This video shows me setting up a recently-acquired Jackson Dinky. I've never played one of these guitars before which (along with great condition and a good price - thanks Sy!) was why I bought it.
The upshot is that I liked everything about it except for the extreme spread of the strings as they exit the nut and head for the tuners. Not ideal but at the same time, not completely unusual. Strats and Teles don't have that but single cutaways like Les Pauls and SGs etc and various other guitars DO. Including the Antoria archtop I refurbished the other week. The sideways splay of the strings on that guitar is so extreme that almost every example comes with the bits of nut to the outside of the high and low E strings snapped off.
This video shows a fairly straightforward set up process and there were no surprises. To my mind, this is a quality budget guitar with a full-size steel tremolo block (for improved sustain), a lovely maple neck (rather like an Ibanez Wizard) and not bad sounding pickups that drove my borrowed Blackstar nicely.

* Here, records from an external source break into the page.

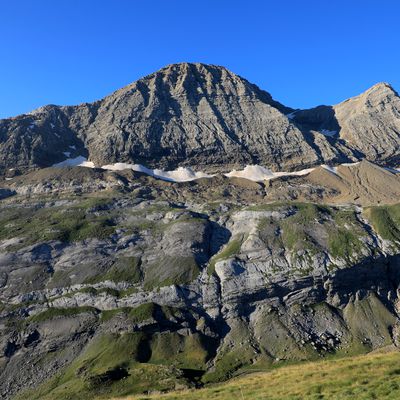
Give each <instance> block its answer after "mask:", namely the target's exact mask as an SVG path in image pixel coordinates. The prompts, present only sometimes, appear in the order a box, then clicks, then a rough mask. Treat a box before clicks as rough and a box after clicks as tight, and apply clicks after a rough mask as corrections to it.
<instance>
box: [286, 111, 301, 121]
mask: <svg viewBox="0 0 400 400" xmlns="http://www.w3.org/2000/svg"><path fill="white" fill-rule="evenodd" d="M297 111H298V110H296V111H293V112H291V113H290V114H286V116H287V117H288V118H289V119H293V118H294V116H295V114H296V113H297Z"/></svg>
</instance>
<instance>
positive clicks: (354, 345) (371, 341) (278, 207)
mask: <svg viewBox="0 0 400 400" xmlns="http://www.w3.org/2000/svg"><path fill="white" fill-rule="evenodd" d="M361 164H362V165H360V166H359V167H357V166H353V167H351V168H353V169H354V171H355V172H354V171H353V172H351V171H350V169H351V168H348V170H346V169H345V168H344V167H343V168H342V170H341V171H340V175H339V176H338V177H337V178H335V179H337V180H338V181H340V180H345V179H347V181H348V182H350V181H351V179H354V177H364V175H367V176H369V175H371V174H372V173H373V170H374V168H378V167H373V166H370V165H369V163H368V162H363V163H361ZM357 168H358V169H357ZM378 170H379V171H378V172H379V173H382V174H384V173H386V172H387V171H385V170H383V169H381V168H378ZM324 171H326V170H324ZM371 171H372V172H371ZM326 172H327V173H328V171H326ZM379 176H381V175H379ZM305 179H306V177H296V178H294V181H296V180H300V181H298V182H297V184H298V186H300V187H302V186H305V185H306V184H308V185H309V184H310V182H311V181H309V182H308V183H305V182H304V180H305ZM393 179H395V178H393ZM301 180H303V181H301ZM13 181H14V180H13ZM13 181H10V182H13ZM335 182H336V180H335ZM278 183H279V184H278ZM275 184H276V185H277V186H279V187H282V186H283V185H284V184H285V179H283V180H281V181H277V182H274V183H272V185H275ZM291 184H293V182H292V183H291ZM335 184H336V183H335ZM358 184H360V183H358ZM391 184H392V186H395V185H397V181H395V180H393V181H391ZM9 185H11V187H15V189H16V190H17V191H18V193H17V194H16V192H15V191H13V190H11V189H9V190H10V192H11V193H10V194H9V196H8V197H6V198H4V199H3V200H2V201H1V204H0V226H1V227H2V229H1V230H0V393H1V395H2V398H5V399H9V398H13V397H14V396H15V395H18V396H19V397H18V398H21V399H54V398H59V399H67V398H76V399H86V398H96V396H103V397H104V396H105V395H107V396H108V397H116V396H120V395H121V394H127V393H141V392H149V391H154V390H169V389H174V388H177V387H179V388H183V387H193V386H199V385H203V384H207V383H210V382H217V381H220V380H223V379H226V378H229V377H230V376H232V375H234V374H235V373H236V372H238V371H240V370H241V368H243V367H248V366H254V367H257V366H264V367H266V366H273V365H276V364H279V363H285V362H287V361H292V360H296V361H301V360H309V359H315V358H321V357H325V356H332V355H337V356H340V355H345V354H347V353H354V352H364V351H370V350H373V349H377V348H381V347H385V346H389V345H390V346H395V345H398V344H399V342H400V337H399V332H400V323H399V321H400V319H399V293H400V258H399V254H400V253H399V252H400V219H399V217H398V216H399V215H400V211H399V206H398V205H392V206H372V207H371V206H366V207H364V208H361V207H359V206H355V205H354V204H347V205H340V206H326V205H322V204H321V205H318V204H315V203H293V202H288V203H285V202H284V201H280V202H277V203H270V202H268V193H269V191H270V190H271V187H266V186H264V185H262V184H258V183H255V182H249V181H246V180H243V179H228V178H221V177H217V178H212V179H204V180H200V181H198V182H187V183H183V184H178V183H172V182H164V181H160V180H155V179H154V178H151V177H148V176H145V175H141V174H138V173H133V172H132V171H123V172H121V173H110V172H105V171H99V170H92V169H85V168H81V169H79V168H69V169H66V170H60V169H44V170H40V171H36V172H33V173H30V174H27V175H24V176H21V177H19V178H15V182H14V183H9ZM338 185H339V184H338ZM339 186H340V185H339ZM339 186H338V187H337V190H340V187H339ZM343 186H346V185H343ZM356 189H357V190H359V193H361V195H363V196H366V195H365V194H363V192H362V190H364V189H363V188H360V187H359V186H357V187H356ZM272 190H273V188H272ZM353 193H355V192H353ZM371 193H373V191H371ZM371 195H372V194H371ZM202 196H203V197H202ZM343 196H347V198H350V197H349V196H350V195H349V194H348V193H347V192H344V194H343ZM207 197H208V200H207ZM368 199H370V197H368ZM250 204H251V205H250ZM382 222H384V223H382ZM257 368H258V367H257ZM18 371H24V373H19V372H18ZM155 382H156V383H155ZM26 390H28V391H26Z"/></svg>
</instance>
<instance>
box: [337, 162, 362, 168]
mask: <svg viewBox="0 0 400 400" xmlns="http://www.w3.org/2000/svg"><path fill="white" fill-rule="evenodd" d="M360 162H361V161H356V162H355V163H344V164H340V165H342V166H343V167H355V166H356V165H358V164H360Z"/></svg>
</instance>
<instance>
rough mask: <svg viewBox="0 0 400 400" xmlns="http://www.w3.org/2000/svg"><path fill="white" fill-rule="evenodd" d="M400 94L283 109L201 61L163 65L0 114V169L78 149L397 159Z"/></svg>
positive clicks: (46, 159) (130, 159) (221, 170)
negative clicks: (329, 106)
mask: <svg viewBox="0 0 400 400" xmlns="http://www.w3.org/2000/svg"><path fill="white" fill-rule="evenodd" d="M399 115H400V100H399V97H398V95H397V93H396V92H394V90H393V89H391V88H390V86H388V85H386V84H379V85H377V86H375V87H373V88H372V89H370V90H369V91H367V92H366V93H364V94H363V95H361V96H358V97H356V98H353V99H350V100H348V101H346V102H344V103H341V104H339V105H337V106H333V107H326V106H321V107H317V108H316V109H311V110H297V111H295V110H293V109H291V108H288V107H285V106H283V105H282V104H280V103H278V102H277V101H275V100H273V98H272V97H271V95H270V94H269V93H267V92H265V91H263V90H261V89H259V88H258V87H257V86H256V85H254V84H251V83H249V82H248V81H247V80H245V79H243V78H241V77H239V76H238V75H235V74H233V73H232V72H230V71H228V70H227V69H226V68H223V67H218V66H213V65H205V64H190V63H182V64H173V65H169V66H167V67H165V68H163V69H161V70H159V71H157V72H155V73H153V74H151V75H149V76H146V77H144V78H142V79H139V80H138V81H136V82H134V83H133V84H131V85H128V86H127V87H125V88H122V89H120V90H118V91H116V92H115V93H113V94H111V95H110V96H107V97H105V98H104V99H103V100H100V101H96V102H94V103H91V104H82V105H79V106H66V107H64V106H63V107H59V106H54V105H50V106H45V107H42V108H39V109H38V110H35V111H33V112H32V113H29V114H26V115H21V116H18V117H15V118H9V119H5V120H1V121H0V155H1V159H0V160H1V161H0V171H2V174H3V175H4V174H6V173H9V172H8V171H9V170H10V169H11V170H14V171H15V170H21V171H26V170H29V169H34V168H42V167H48V166H51V165H53V164H54V163H57V162H61V161H63V160H64V159H65V158H68V157H77V156H84V157H88V158H89V160H91V161H93V162H94V164H95V165H96V166H99V167H100V166H102V165H105V164H112V163H116V162H124V163H138V164H143V165H145V166H147V167H152V168H161V169H175V168H177V167H178V166H192V167H193V168H194V169H197V170H200V169H201V170H204V171H216V170H219V171H225V172H227V171H229V170H231V169H233V168H239V167H244V166H245V165H247V164H262V165H265V166H268V167H269V168H270V169H272V170H274V171H277V170H296V169H301V168H306V167H308V166H314V165H318V164H321V163H338V162H345V161H355V160H357V159H360V158H367V159H369V160H370V161H375V162H379V163H392V162H397V157H398V147H396V143H397V142H398V140H399V126H400V122H399V121H400V117H399Z"/></svg>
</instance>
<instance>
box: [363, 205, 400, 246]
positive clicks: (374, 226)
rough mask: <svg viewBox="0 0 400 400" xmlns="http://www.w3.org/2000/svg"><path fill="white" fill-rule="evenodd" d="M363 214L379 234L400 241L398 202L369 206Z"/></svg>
mask: <svg viewBox="0 0 400 400" xmlns="http://www.w3.org/2000/svg"><path fill="white" fill-rule="evenodd" d="M365 215H366V217H367V219H368V220H369V221H370V223H371V224H372V226H373V228H374V230H375V231H376V232H377V233H378V234H379V236H381V237H382V238H383V239H386V240H390V241H392V242H397V243H400V204H396V205H392V206H377V207H369V208H367V209H366V210H365Z"/></svg>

One interesting thing about this guitar is how it helped to demonstrate the point I always make about string slack and tuning stability. Sy had this guitar for around a year and played it on and off yet when I got it, I was able to put it out of tune immediately with some string bends. I re-tuned and then deliberately stretched the strings - resulting in a massively out of tune guitar. This kept going until I finally wrung ALL of the stored up slack out of the strings approximately one YEAR after purchase. There's no better demonstration how tenaciously that stored-up slack will cling to your guitar, only coming out when you least want it to i.e. when playing or worse, when gigging.
This guitar will be for sale because, as much as I like it, it's one too many for my overloaded '2-up' Hercules hangars!